Thanks. Sqlzoo window function section is broken with system errors so this helped a lot. Thank you.
You cover everything... This is awesome!!!
Wow, thank you!
I used lead() for the active users question. I guess instead of looking back, you are looking ahead. If the question asked for a start or end of 5 consecutive day period, then it'll matter right?
1454 My SQL solution uses lead
select distinct lg.id, a.name
from (
select id,
login_date,
Lead(login_date, 4) over(partition by id order by login_date) as lag4
from (select distinct id, login_date from logins) x
) lg
join accounts a
on lg.id=a.id
where DATEDIFF(lag4, login_date)=4
order by id
not use a window function, but group by having in mysql
SELECT
DISTINCT l1.id,
(SELECT name FROM Accounts WHERE id = l1.id) AS name
FROM Logins l1
JOIN Logins l2
ON l1.id = l2.id AND DATEDIFF(l1.login_date, l2.login_date) BETWEEN 1 AND 4
GROUP BY l1.id, l1.login_date
HAVING COUNT(DISTINCT l2.login_date) = 4
hey Emma, I run your solution for the Active User question on Leetcode, but it returns wrong answer.
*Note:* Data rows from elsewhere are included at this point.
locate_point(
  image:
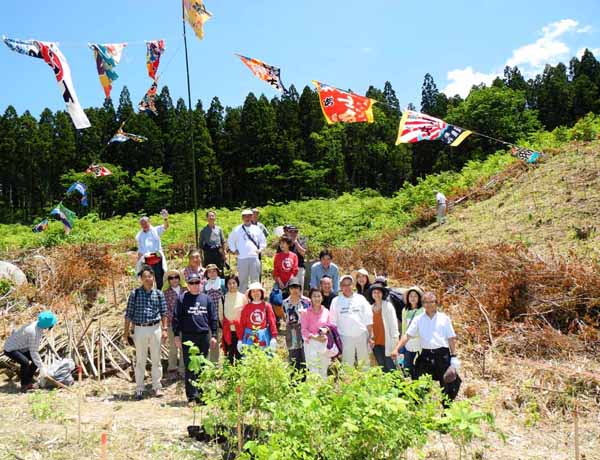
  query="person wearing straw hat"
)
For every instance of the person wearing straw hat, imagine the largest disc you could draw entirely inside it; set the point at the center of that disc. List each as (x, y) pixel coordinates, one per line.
(247, 241)
(385, 327)
(257, 320)
(438, 346)
(413, 299)
(175, 359)
(23, 347)
(195, 318)
(352, 315)
(150, 247)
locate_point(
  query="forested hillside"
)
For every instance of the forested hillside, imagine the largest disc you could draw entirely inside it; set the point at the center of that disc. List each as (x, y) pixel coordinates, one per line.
(269, 150)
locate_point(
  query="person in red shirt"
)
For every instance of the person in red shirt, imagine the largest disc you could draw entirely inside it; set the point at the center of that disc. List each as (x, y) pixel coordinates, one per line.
(285, 264)
(257, 320)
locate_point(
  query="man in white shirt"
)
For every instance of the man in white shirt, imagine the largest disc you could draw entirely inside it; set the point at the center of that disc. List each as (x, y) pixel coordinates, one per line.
(442, 208)
(247, 241)
(438, 342)
(353, 316)
(150, 247)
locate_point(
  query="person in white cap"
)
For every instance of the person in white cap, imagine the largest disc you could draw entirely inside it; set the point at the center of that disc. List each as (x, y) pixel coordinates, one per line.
(353, 316)
(150, 248)
(247, 241)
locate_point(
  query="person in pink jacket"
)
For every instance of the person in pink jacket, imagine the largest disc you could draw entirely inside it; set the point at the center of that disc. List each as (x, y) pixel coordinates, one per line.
(314, 333)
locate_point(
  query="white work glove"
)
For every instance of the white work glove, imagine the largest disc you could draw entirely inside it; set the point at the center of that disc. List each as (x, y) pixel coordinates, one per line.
(273, 344)
(455, 363)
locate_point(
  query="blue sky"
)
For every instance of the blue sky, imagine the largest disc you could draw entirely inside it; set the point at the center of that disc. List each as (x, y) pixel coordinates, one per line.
(350, 44)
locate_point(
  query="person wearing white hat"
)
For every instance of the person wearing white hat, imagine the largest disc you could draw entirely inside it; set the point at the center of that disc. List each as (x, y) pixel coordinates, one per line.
(257, 320)
(353, 316)
(247, 241)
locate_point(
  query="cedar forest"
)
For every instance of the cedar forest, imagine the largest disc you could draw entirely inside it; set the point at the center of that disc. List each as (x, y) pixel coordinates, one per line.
(269, 150)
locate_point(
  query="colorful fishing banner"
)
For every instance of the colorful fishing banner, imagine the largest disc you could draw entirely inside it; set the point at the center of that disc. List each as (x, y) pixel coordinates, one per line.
(266, 72)
(154, 50)
(66, 216)
(121, 136)
(41, 227)
(82, 189)
(342, 106)
(148, 102)
(98, 171)
(196, 15)
(107, 57)
(416, 127)
(527, 155)
(50, 53)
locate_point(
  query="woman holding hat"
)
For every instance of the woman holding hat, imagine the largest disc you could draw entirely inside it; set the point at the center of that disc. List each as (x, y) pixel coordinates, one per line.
(413, 299)
(257, 320)
(385, 327)
(363, 283)
(23, 348)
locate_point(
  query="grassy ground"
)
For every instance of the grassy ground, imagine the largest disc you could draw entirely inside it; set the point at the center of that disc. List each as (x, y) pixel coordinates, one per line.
(554, 207)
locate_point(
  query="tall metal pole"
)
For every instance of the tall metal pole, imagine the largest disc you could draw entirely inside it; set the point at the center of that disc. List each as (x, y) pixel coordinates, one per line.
(191, 122)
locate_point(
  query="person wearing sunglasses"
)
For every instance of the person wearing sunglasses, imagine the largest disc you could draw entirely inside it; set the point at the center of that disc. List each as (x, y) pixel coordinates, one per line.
(194, 320)
(175, 366)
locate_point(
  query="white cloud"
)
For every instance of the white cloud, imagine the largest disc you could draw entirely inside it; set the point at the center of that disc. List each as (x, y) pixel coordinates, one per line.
(584, 30)
(461, 81)
(595, 52)
(550, 48)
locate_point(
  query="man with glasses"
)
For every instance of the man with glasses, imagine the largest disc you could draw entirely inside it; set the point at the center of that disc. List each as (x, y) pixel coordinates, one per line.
(353, 316)
(146, 310)
(438, 342)
(212, 242)
(194, 320)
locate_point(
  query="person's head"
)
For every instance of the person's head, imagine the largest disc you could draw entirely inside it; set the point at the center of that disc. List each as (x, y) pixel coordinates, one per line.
(295, 287)
(146, 274)
(362, 278)
(379, 292)
(326, 284)
(193, 282)
(346, 283)
(255, 292)
(145, 223)
(325, 258)
(292, 232)
(414, 297)
(430, 303)
(247, 216)
(46, 320)
(316, 298)
(173, 278)
(233, 283)
(285, 242)
(194, 258)
(212, 271)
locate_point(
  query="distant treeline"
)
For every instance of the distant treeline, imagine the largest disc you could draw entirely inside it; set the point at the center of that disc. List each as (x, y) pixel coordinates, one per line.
(269, 150)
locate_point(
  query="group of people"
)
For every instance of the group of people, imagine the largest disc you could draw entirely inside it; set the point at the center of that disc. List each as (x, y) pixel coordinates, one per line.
(342, 318)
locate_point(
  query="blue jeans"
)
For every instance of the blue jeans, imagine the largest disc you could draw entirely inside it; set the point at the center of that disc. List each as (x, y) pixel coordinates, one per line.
(385, 362)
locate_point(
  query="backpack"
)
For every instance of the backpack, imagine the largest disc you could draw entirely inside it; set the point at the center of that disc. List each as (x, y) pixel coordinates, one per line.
(396, 298)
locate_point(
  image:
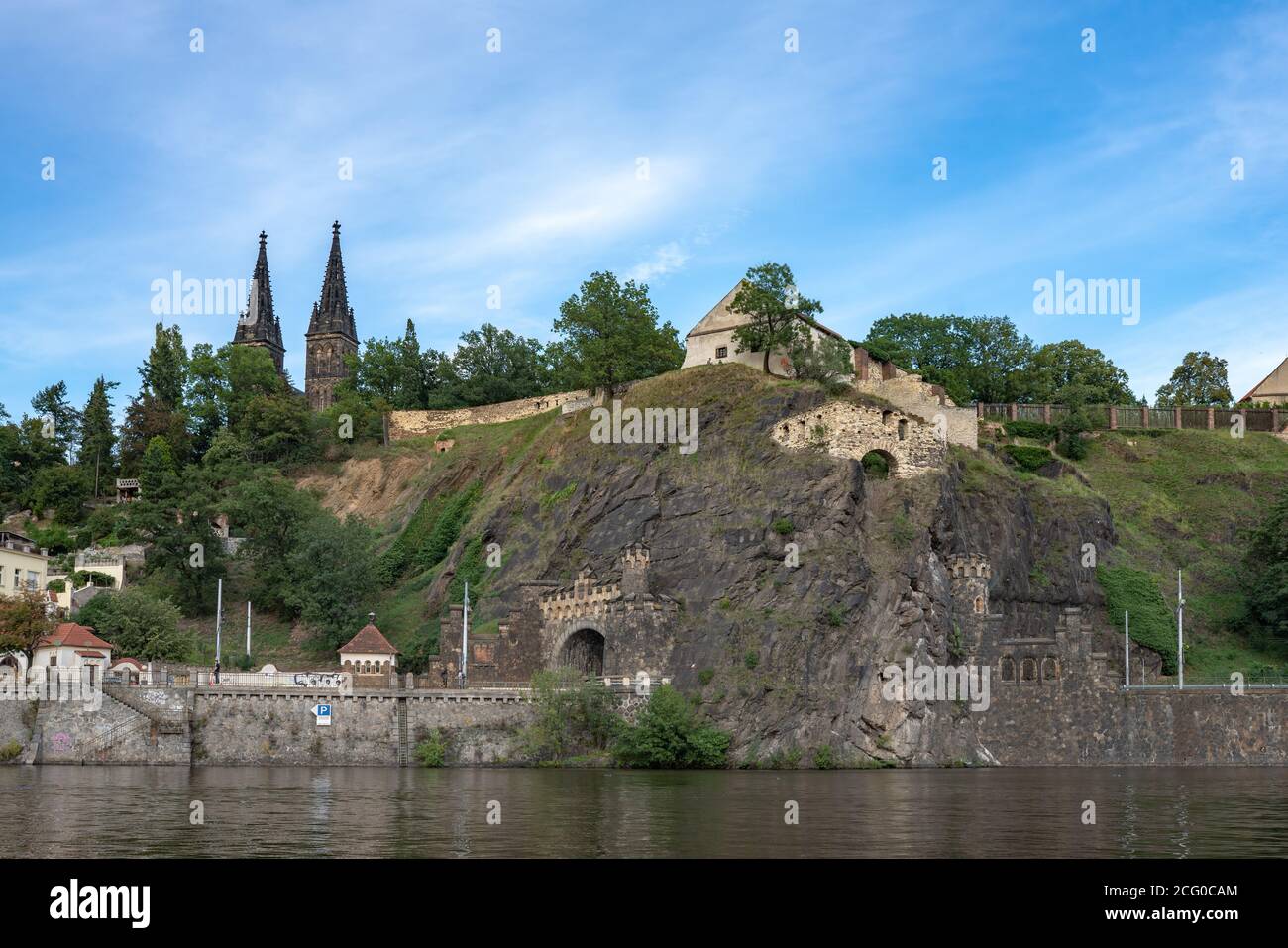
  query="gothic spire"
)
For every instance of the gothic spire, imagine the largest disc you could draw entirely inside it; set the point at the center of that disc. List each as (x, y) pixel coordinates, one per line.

Can you please check?
Lag function will not work here, with duplicate login_date per user id. Since the lag function just calculates over rows, here user id 7 has two rows for the date - '2020-06-02', hence consecutive day calculation is wrong. If you dedup/use distinct on the logins table before applying lag function, this solution will work.